The slope-intercept form of a line is expressed as y = mx + b, where m represents the slope of the line and b is the y-intercept. To find this equation for the line that passes through the points (1, 3) and (3, 7), we’ll first need to calculate the slope (m).
To calculate the slope, use the formula:
m = (y2 – y1) / (x2 – x1)
In our case, let:
- (x1, y1) = (1, 3)
- (x2, y2) = (3, 7)
Plugging these values into the slope formula gives us:
m = (7 – 3) / (3 – 1) = 4 / 2 = 2
Now that we have the slope m = 2, we can substitute it into the slope-intercept equation:
y = 2x + b
Next, we need to find the y-intercept b. We can do this by substituting one of our points into the equation.

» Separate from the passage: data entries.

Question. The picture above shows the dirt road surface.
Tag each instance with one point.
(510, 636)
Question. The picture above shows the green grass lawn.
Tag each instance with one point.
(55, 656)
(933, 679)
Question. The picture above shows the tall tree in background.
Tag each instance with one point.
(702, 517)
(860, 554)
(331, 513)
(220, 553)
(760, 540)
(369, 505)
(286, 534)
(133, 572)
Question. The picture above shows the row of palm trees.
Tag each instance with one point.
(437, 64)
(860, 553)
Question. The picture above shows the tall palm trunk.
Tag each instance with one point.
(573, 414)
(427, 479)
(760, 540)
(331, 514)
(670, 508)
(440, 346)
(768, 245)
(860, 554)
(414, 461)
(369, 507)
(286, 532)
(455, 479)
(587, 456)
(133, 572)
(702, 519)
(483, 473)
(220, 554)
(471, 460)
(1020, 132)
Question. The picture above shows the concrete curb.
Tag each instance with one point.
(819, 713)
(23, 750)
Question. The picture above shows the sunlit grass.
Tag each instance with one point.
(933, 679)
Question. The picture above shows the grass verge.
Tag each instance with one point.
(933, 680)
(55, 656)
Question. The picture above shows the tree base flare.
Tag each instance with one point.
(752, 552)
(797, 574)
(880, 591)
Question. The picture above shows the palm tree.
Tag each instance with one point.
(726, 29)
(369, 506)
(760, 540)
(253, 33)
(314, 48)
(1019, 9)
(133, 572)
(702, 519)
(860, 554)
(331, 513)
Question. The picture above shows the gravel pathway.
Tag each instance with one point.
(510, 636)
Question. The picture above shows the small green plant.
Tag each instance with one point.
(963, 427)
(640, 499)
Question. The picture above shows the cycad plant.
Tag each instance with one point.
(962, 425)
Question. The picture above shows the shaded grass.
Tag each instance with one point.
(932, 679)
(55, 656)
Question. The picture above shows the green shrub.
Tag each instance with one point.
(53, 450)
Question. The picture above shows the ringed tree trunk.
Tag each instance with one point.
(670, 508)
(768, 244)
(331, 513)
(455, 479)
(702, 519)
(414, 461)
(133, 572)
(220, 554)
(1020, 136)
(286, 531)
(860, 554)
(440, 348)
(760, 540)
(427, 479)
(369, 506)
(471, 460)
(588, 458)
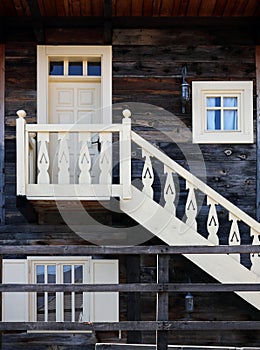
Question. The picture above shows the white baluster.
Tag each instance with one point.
(212, 222)
(169, 191)
(43, 161)
(191, 207)
(105, 159)
(63, 159)
(84, 159)
(234, 235)
(255, 257)
(147, 175)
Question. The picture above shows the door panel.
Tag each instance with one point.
(74, 103)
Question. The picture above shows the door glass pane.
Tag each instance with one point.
(40, 296)
(51, 269)
(67, 300)
(94, 68)
(75, 68)
(56, 68)
(78, 273)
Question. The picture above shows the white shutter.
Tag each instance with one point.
(104, 305)
(15, 305)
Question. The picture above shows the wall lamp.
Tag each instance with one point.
(189, 303)
(185, 90)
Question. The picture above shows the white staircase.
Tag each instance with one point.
(163, 222)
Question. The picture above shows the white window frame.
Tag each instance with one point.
(58, 261)
(243, 90)
(46, 52)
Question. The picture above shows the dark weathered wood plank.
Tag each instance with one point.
(92, 250)
(162, 288)
(257, 58)
(162, 311)
(132, 325)
(2, 132)
(133, 299)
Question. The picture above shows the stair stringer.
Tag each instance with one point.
(173, 231)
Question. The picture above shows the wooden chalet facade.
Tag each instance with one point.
(115, 114)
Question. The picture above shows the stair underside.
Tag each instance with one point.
(171, 230)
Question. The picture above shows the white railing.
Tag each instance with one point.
(58, 161)
(194, 187)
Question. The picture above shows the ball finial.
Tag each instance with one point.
(21, 113)
(127, 113)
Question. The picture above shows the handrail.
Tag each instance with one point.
(197, 183)
(73, 128)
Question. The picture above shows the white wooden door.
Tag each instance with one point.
(74, 103)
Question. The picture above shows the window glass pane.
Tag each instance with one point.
(51, 273)
(39, 273)
(40, 306)
(67, 306)
(230, 120)
(213, 101)
(56, 68)
(230, 101)
(78, 271)
(94, 68)
(78, 306)
(67, 273)
(75, 68)
(213, 120)
(51, 306)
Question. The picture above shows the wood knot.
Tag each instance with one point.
(228, 152)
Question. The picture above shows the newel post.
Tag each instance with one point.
(20, 153)
(125, 155)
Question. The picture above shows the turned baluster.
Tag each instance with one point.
(255, 257)
(212, 222)
(191, 207)
(105, 159)
(84, 159)
(147, 175)
(169, 191)
(234, 235)
(43, 160)
(63, 159)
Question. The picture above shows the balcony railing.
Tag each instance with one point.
(65, 161)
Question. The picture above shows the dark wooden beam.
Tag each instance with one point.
(37, 21)
(2, 132)
(133, 298)
(132, 288)
(102, 250)
(257, 59)
(162, 301)
(132, 325)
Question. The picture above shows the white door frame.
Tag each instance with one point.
(45, 52)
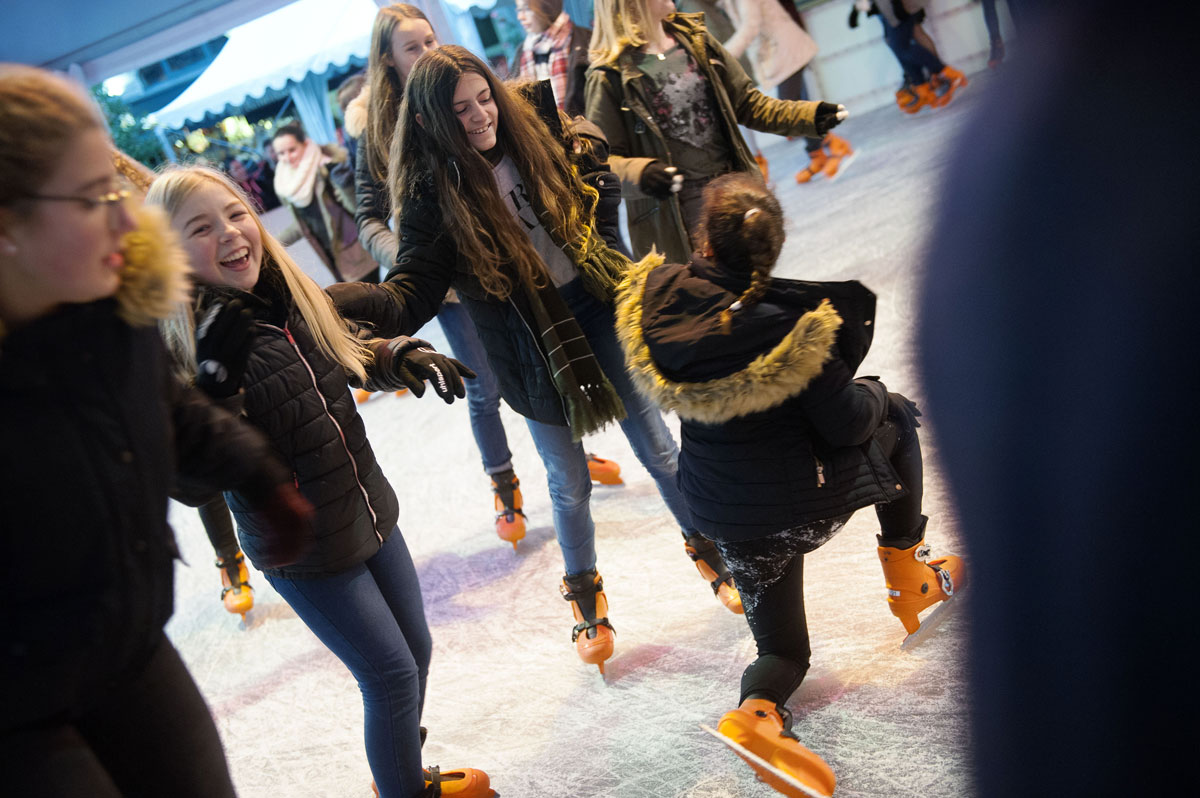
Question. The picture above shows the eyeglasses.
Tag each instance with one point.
(89, 203)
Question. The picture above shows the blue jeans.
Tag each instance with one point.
(567, 468)
(371, 617)
(918, 64)
(483, 393)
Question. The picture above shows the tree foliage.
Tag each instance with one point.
(132, 135)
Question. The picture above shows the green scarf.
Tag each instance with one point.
(588, 397)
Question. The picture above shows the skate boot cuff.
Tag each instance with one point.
(582, 589)
(702, 550)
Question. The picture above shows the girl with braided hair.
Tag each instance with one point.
(779, 442)
(497, 207)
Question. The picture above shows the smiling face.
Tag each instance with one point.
(409, 41)
(659, 10)
(288, 149)
(475, 108)
(65, 251)
(221, 237)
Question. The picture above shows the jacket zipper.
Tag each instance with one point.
(341, 435)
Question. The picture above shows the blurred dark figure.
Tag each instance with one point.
(1057, 342)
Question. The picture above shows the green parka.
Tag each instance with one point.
(616, 100)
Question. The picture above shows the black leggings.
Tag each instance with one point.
(769, 571)
(149, 735)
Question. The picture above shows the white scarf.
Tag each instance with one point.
(297, 184)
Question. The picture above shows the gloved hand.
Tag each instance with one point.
(223, 337)
(828, 117)
(900, 405)
(289, 521)
(408, 363)
(660, 180)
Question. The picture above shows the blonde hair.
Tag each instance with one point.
(41, 114)
(387, 85)
(329, 330)
(436, 156)
(619, 24)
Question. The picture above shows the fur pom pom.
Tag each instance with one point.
(154, 279)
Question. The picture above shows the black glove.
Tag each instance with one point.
(408, 363)
(660, 180)
(900, 405)
(828, 117)
(223, 337)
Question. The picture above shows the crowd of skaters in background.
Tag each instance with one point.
(486, 186)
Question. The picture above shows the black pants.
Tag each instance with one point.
(219, 527)
(769, 571)
(149, 735)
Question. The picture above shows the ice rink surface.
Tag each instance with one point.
(507, 691)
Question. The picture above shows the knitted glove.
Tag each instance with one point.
(828, 117)
(659, 180)
(222, 347)
(408, 363)
(900, 405)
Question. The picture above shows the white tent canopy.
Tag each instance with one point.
(281, 51)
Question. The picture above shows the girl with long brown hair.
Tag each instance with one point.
(401, 35)
(493, 204)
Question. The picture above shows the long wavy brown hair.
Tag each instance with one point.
(474, 215)
(387, 85)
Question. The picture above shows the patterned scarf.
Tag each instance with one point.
(545, 55)
(588, 397)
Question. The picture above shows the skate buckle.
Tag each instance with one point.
(947, 581)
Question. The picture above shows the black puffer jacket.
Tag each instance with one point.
(429, 263)
(775, 432)
(95, 427)
(373, 203)
(299, 397)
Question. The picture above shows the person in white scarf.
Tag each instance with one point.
(317, 185)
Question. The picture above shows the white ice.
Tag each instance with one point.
(507, 691)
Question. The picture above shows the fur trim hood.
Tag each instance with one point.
(358, 112)
(766, 382)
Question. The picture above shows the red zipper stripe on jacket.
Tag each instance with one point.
(354, 465)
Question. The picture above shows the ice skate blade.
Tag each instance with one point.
(929, 624)
(750, 756)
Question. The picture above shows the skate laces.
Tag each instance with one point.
(945, 580)
(585, 598)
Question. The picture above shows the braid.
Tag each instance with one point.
(743, 226)
(760, 281)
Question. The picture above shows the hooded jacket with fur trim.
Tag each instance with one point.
(95, 426)
(775, 431)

Let’s use the point (1, 3):
Substituting into the equation:
3 = 2(1) + b
This simplifies to:
3 = 2 + b
Solving for b gives:
b = 3 – 2 = 1
Now we have both the slope and the y-intercept:
m = 2 and b = 1
Finally, we can write the slope-intercept form of the equation of the line:
y = 2x + 1
So, the slope-intercept form of the equation for the line that passes through the points (1, 3) and (3, 7) is y = 2x + 1.